LIFR, a transmembrane receptor protein of the type 1 cytokine receptor family, is involved in cellular differentiation, proliferation, and survival; moreover, it inhibits the p53 apoptotic pathway. Low expression has been detected in various human cancers [45]. However, LIFR has been identified as both a suppressor and a promoter of carcinogenesis. PDGFR encodes a cell-surface tyrosine kinase receptor that binds platelet-derived growth factor family members. The receptor complex activates pathways involved in cell migration and chemotaxis during wound healing [46]; additionally, mutations in PDGFRA play an active role in cancer development [47]. Finally, SPARCL is involved in extracellular matrix synthesis. It was downregulated in number human cancer types [48]. It remains unclear why these genes, which are involved in cellular differentiation, wound healing, and extracellular matrix formation, are downregulated in clinically normal-appearing mucosa acquired from patients with TSCC. Future studies should investigate whether this phenotype might indicate increased susceptibility to malignant transformation.

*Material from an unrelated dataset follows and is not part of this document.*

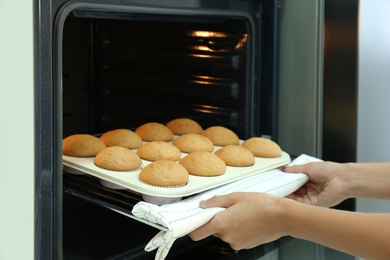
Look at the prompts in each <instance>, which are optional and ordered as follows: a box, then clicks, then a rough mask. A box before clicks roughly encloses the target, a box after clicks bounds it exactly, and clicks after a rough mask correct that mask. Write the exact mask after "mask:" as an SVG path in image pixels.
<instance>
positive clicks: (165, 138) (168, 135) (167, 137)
mask: <svg viewBox="0 0 390 260" xmlns="http://www.w3.org/2000/svg"><path fill="white" fill-rule="evenodd" d="M135 133H136V134H137V135H138V136H139V137H141V139H142V140H143V141H146V142H151V141H172V139H173V133H172V131H171V130H169V128H168V127H166V126H165V125H163V124H160V123H156V122H150V123H145V124H143V125H141V126H139V127H138V128H137V129H136V130H135Z"/></svg>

The GGE analysis of blood samples revealed a large array of snRNA-type pseudogenes. Of these, RNU6-620P was downregulated 11.8-fold (P = 5.80e-80) and RNU6-622P was upregulated 7.3-fold (P = 8.62e-05) compared to controls. A cluster analysis of the expression of snRNAs and other noncoding RNAs in the blood revealed that distinctly different clusters of noncoding RNAs were associated with TSCC and controls (Fig 5). The protein coding genes did not show the same distinction.

Conclusion

In this pilot study, we described a gene signature expressed by mucosal tissue and circulating peripheral blood cells from patients with TSCC in response to RT. We chose to take the second biopsy before any macroscopic damage in order to gain insight into the molecular processes that underlie mucositis and to avoid harvesting disintegrates tissue dominated by inflammatory mediators. RT caused molecular alterations related to apoptosis, DNA damage, DNA repair, and proliferation. However, these alterations were independent of clinical mucositis severity. Furthermore we identified a potential protective biomarker for ulcerative mucositis. Based on these results, we concluded that our model was feasible, and the data will be useful in designing a prospective clinical validation trial for characterizing mucositis at the molecular level and identifying predictive biomarkers.

Accesion codes

Phenotype data described in this manuscript was deposited at the NCBI Gene Expression Omnibus (GEO) repository under no GSE103412.